Shell Programming and Scripting

Hi,

iam having the file as follows:

ABCDEFGH|0987654321234567
ABCDEFGH|0987654321234523
ABCDEFGH|0987654321234556
ABCDEFGH|0987654321234545
POIUYTRE|1234567890890678
POIUYTRE|1209867757352567
POIUYTRE|5463879088797131
POIUYTRE|5468980091344456

pls provide me the split command

I want to split this abouve file as per the 1-8 character.

o/p file should

file1

ABCDEFGH|0987654321234567
ABCDEFGH|0987654321234523
ABCDEFGH|0987654321234556
ABCDEFGH|0987654321234545
file2
POIUYTRE|1234567890890678
POIUYTRE|1209867757352567
POIUYTRE|5463879088797131
POIUYTRE|5468980091344456

do u want ur file in two parts from the middle??

ur req "1-8 character." is not clear...
Pl explain..

as i said above after spliting process i need 2 seperate files file1 and file2

for i in $(cut -d'|' -f 1 test | sort | uniq); do grep ^$i test > ${i}.txt; done

if ur file is same as u said..
thn use this..
split -l 4 file.txt

now there 'll be two files with names xaa and xab with the contents u want

Anchal.

For testing purpose i have given only 4 records,

actually it may be in lacs...what is the method in that case??

split -l is the best options, do a man on split and read the -l option.

The following options are supported:

 -linecount | -l linecount
       Number of lines in each piece. Defaults to 1000 lines.

1) wc filename ( one you know the total # of lines you can decide on splitting them in either 2 or 2 or n number of smaller files.
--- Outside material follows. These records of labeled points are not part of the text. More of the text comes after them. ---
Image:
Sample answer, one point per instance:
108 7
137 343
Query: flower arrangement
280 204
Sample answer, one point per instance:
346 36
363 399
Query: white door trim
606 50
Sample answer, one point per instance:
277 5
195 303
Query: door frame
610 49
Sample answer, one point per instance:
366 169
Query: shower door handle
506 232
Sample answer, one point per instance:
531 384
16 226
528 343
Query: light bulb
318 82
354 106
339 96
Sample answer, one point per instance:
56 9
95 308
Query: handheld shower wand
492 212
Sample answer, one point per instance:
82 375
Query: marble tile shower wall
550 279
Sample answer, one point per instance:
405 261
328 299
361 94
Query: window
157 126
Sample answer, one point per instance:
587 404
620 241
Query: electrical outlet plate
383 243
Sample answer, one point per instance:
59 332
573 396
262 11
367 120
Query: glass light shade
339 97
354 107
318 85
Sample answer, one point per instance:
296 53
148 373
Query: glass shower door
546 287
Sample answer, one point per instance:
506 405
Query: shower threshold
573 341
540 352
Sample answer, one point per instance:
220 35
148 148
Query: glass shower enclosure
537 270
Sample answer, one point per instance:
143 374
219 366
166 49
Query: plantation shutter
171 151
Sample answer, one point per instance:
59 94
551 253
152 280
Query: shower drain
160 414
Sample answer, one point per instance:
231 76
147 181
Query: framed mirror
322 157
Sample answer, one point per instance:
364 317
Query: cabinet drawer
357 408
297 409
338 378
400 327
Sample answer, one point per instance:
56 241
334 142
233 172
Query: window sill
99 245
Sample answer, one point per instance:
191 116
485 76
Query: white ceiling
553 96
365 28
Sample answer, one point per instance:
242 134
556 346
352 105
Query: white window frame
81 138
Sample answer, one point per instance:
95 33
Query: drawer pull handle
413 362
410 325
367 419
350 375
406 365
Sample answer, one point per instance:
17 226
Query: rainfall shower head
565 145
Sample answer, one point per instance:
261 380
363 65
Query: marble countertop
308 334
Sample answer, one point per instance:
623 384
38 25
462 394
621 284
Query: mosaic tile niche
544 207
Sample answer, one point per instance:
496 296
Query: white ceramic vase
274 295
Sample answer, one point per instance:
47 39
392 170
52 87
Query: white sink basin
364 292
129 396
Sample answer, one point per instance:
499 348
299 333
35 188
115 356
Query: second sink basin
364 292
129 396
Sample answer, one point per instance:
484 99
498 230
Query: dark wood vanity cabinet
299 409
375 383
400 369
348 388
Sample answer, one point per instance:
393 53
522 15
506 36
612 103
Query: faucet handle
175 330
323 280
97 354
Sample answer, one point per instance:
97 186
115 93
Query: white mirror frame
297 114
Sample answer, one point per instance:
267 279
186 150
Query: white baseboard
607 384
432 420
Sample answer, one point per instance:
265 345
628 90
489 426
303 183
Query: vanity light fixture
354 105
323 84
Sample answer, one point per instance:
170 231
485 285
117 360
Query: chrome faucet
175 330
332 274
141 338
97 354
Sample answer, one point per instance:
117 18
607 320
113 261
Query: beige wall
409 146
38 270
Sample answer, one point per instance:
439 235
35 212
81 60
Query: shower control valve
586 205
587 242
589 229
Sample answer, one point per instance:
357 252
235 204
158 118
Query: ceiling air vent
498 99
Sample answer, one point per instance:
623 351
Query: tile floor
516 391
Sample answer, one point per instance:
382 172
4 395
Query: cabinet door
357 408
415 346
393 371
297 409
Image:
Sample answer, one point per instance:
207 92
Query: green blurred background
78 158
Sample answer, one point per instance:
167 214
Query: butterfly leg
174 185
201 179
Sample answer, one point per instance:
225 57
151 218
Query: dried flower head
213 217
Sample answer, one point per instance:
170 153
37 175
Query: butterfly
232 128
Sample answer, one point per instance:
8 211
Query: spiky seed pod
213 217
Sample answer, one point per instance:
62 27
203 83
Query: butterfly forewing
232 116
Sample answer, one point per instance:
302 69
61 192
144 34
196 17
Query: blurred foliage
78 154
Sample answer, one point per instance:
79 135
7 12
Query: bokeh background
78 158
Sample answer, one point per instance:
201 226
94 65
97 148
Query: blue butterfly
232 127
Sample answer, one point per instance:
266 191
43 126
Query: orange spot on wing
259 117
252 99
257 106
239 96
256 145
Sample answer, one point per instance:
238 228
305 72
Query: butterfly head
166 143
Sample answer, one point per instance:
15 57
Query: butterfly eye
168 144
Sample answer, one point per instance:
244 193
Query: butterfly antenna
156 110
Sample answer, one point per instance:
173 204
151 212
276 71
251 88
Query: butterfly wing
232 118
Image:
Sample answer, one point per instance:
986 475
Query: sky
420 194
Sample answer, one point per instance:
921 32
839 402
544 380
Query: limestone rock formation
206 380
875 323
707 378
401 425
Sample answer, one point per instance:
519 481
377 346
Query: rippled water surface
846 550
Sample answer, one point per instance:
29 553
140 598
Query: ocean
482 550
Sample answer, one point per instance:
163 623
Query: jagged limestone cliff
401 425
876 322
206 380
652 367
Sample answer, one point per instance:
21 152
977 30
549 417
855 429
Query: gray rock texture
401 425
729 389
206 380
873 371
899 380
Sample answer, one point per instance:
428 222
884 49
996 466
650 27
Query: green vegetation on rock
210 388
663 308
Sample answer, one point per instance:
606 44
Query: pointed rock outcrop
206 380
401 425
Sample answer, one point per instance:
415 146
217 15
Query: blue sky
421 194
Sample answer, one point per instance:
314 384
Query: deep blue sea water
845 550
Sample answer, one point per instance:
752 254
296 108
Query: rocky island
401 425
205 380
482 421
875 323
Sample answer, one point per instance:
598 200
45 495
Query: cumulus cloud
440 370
For example if your file has 100000 lines

split -l 50000 filename will give you two file xaa and xab with 50000 lines each.

if you do

split -l 20000 filename it will give you xaa, xab , xac, xad, xae files with exactly 20000 lines in each file.

I hope this helps.

check this out

#!/bin/sh

while read myline
do
    var=`echo ${myline} | cut -d'|' -f 1`;
    echo ${myline} >> ${var}.txt;
done < ./input.txt

cheers
maverix

my input file will be

ABCDEFGH|0987654321234567
ABCDEFGH|0987654321234523
ABCDEFGH|0987654321234556
ABCDEFGH|0987654321234545
POIUYTRE|1234567890890678
POIUYTRE|1209867757352567
POIUYTRE|5463879088797131
POIUYTRE|5468980091344456
POIUYTRE|1234567890890678
ABCDEFGH|0987654321234556
ABCDEFGH|0987654321234545
POIUYTRE|5463879088797131
POIUYTRE|5468980091344456

i need to split it into

file1
ABCDEFGH|0987654321234567
ABCDEFGH|0987654321234523
ABCDEFGH|0987654321234556
ABCDEFGH|0987654321234545
ABCDEFGH|0987654321234556
ABCDEFGH|0987654321234545

file2
POIUYTRE|1234567890890678
POIUYTRE|1209867757352567
POIUYTRE|5463879088797131
POIUYTRE|5468980091344456
POIUYTRE|1234567890890678
POIUYTRE|5463879088797131
POIUYTRE|5468980091344456

by giving grep in the whole file like
grep 'ABCDEFGH' file name | wc -l will give the counts.

but for POIUYTRE it may differ then how can i split as above from the big file...

can anybody help.please....

maverix alredy give you the solution.

Did you check my earlier post??

The script I gave works fine for the type of file mentioned by you.
However, there's a catch in that script. If there's an empty line in the input file, a file by name ".txt" would be created. You can modify the script to address this or you can just delete it :slight_smile:

cheers
maverix

sed -e "s/^\(.*\)|.*/\1/g" bigfile | sort -u > entries.txt
for file in $(entries.txt)
do 
  grep "${file}" bigfile > "${file}.txt"
done

entries.txt is creating with 2 redords as below.

ABCDEFGH
POIUYTRE

while running the for loop in seperate script entries.txt.txt is creating and it is empty. splitting is not happening.

My bad.
It should look like

sed -e "s/^\(.*\)|.*/\1/g" bigfile | sort -u > entries.txt
for file in $(<entries.txt)
do 
  grep "${file}" bigfile > "${file}.txt"
done

Thanks for your valuable time vino and maverix.

Both are working great.......i have to see how much time it is taking and i need to use one.